La seule fois où je me suis vraiment senti ébranlé, c’était quand j’avais 13 ans. Il ne s’agissait pas d’un malaise typique, mais d’une crainte qui a traversé ma peau et grondé dans mes os. Ma sœur est entrée dans ma chambre pour m’annoncer la nouvelle : notre père venait de mourir. Elle est partie en larmes, comme si le fait de me le dire rendait la chose réelle, mais mes yeux sont restés secs. Au lieu de cela, j’ai rampé sous ma couverture et je suis restée là, tremblant. Et maintenant? J’avais peur. J’avais peur, non seulement parce que mon père était décédé, mais aussi parce que je ne savais pas comment ma famille allait procéder. Je savais que papa n’avait pas prévu ça, et je savais que maman ne gagnait pas assez d’argent. La mort de mon père a donné naissance à une angoisse financière omniprésente qui allait façonner ma vie à partir de ce moment-là.
À mes 16 ans, j’ai commencé à occuper sans arrêt des emplois rémunérés au salaire minimum, que ce soit le soir, les fins de semaine, l’été. Il était difficile de se concentrer à l’école à cause de cette anxiété financière. Mes notes avaient baissé et j’avais perdu l’espoir d’aller à l’université comme j’en avais rêvé. J’ai fait beaucoup de sacrifices pendant les quelques années où j’ai travaillé, tout cela parce que je voulais que cette anxiété disparaisse. Je n’ai pas pu passer du temps avec mes amis, faire des activités scolaires et avoir l’insouciance dont les autres jouissent à cet âge.
Quand j’ai eu 19 ans, je me suis heurté à un mur. Le coût du travail ininterrompu s’est fait sentir. Le fait de voir mes camarades faire des études postsecondaires m’a bouleversé, car je devais continuer à racler les planchers pour joindre les deux bouts. Plus difficile encore, en affrontant le vide dans mon cœur, j’ai finalement fait le deuil de mon père. Ce zénith de mes émotions d’adolescent m’a laissé à la croisée des chemins. Je pouvais me coucher sous le poids des tragédies de ma vie, ou refuser ce destin.
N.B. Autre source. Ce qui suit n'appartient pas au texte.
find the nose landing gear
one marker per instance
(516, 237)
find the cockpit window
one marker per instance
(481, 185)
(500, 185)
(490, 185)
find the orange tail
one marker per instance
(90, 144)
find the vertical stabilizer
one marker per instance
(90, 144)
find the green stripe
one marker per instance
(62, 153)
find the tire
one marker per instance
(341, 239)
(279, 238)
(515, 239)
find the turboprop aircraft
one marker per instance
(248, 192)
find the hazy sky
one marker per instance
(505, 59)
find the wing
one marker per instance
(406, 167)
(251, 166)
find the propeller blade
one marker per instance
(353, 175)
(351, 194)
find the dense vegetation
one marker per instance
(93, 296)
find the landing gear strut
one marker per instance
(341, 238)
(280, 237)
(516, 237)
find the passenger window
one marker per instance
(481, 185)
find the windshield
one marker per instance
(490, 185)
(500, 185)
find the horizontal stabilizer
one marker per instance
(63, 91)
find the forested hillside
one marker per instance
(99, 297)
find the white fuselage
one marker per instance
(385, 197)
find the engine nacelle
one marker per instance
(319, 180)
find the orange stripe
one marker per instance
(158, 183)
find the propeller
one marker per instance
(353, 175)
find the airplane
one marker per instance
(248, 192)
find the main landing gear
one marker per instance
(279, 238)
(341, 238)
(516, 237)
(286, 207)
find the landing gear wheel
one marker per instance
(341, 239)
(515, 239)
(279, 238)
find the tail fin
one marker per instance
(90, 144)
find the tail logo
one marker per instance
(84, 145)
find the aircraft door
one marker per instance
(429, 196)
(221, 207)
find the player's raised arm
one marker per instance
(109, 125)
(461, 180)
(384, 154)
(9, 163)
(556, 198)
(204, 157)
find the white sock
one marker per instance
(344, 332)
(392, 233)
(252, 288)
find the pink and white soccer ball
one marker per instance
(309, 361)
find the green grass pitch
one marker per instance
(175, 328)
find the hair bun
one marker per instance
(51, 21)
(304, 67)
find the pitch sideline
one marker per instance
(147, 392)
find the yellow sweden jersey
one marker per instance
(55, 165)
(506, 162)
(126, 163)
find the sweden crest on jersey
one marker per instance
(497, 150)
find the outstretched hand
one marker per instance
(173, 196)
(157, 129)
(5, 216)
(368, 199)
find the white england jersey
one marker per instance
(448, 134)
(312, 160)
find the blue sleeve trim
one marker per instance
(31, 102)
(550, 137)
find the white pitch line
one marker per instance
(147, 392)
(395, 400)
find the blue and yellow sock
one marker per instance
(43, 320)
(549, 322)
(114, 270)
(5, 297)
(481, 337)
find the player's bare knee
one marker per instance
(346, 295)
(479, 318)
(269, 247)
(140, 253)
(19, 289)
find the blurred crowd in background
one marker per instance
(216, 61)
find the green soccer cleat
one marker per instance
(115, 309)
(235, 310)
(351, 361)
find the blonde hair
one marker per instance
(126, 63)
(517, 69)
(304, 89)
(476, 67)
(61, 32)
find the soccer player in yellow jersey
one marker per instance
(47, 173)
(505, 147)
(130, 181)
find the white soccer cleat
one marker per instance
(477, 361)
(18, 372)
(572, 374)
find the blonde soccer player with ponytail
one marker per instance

C’est à partir de mes 21 ans que j’ai commencé à retirer les bénéfices de ces tragédies. Je me suis rendu compte que le fait de recevoir un jeu de cartes différent ne vous élimine pas du jeu. J’ai ainsi pu raviver mes aspirations latentes en matière d’éducation. Oui, je ne pouvais pas marcher sur la route traditionnelle, mais je pouvais suivre mon propre chemin. C’était risqué de travailler un peu moins, mais je l’ai fait pour suivre des cours du soir. C’est ainsi qu’une voie d’avenir a commencé à se dessiner.
J’ai maintenant 24 ans et je fais tout pour obtenir un baccalauréat. Bien que ces sentiments de crainte, de tristesse, de douleur et d’anxiété financière m’envahissent encore de temps en temps, je persiste. Ces événements de la vie ont découlé du décès de papa, et le manque de planification financière a rendu la situation encore plus difficile. Disposer d’un filet de sécurité à 13 ans, que ce soit par le biais d’une épargne ou d’une assurance vie, aurait permis d’éviter que cette anxiété se forme et dicte mon adolescence. Même sans cela, je suis déterminé à terminer mon diplôme pour faire des études supérieures et, je l’espère, d’autres études par la suite. Par ailleurs, je continuerai d’insister sur l’importance de la planification. Je veux faire en sorte que ceux qui viendront après moi ne soient jamais ébranlés comme je l’ai été.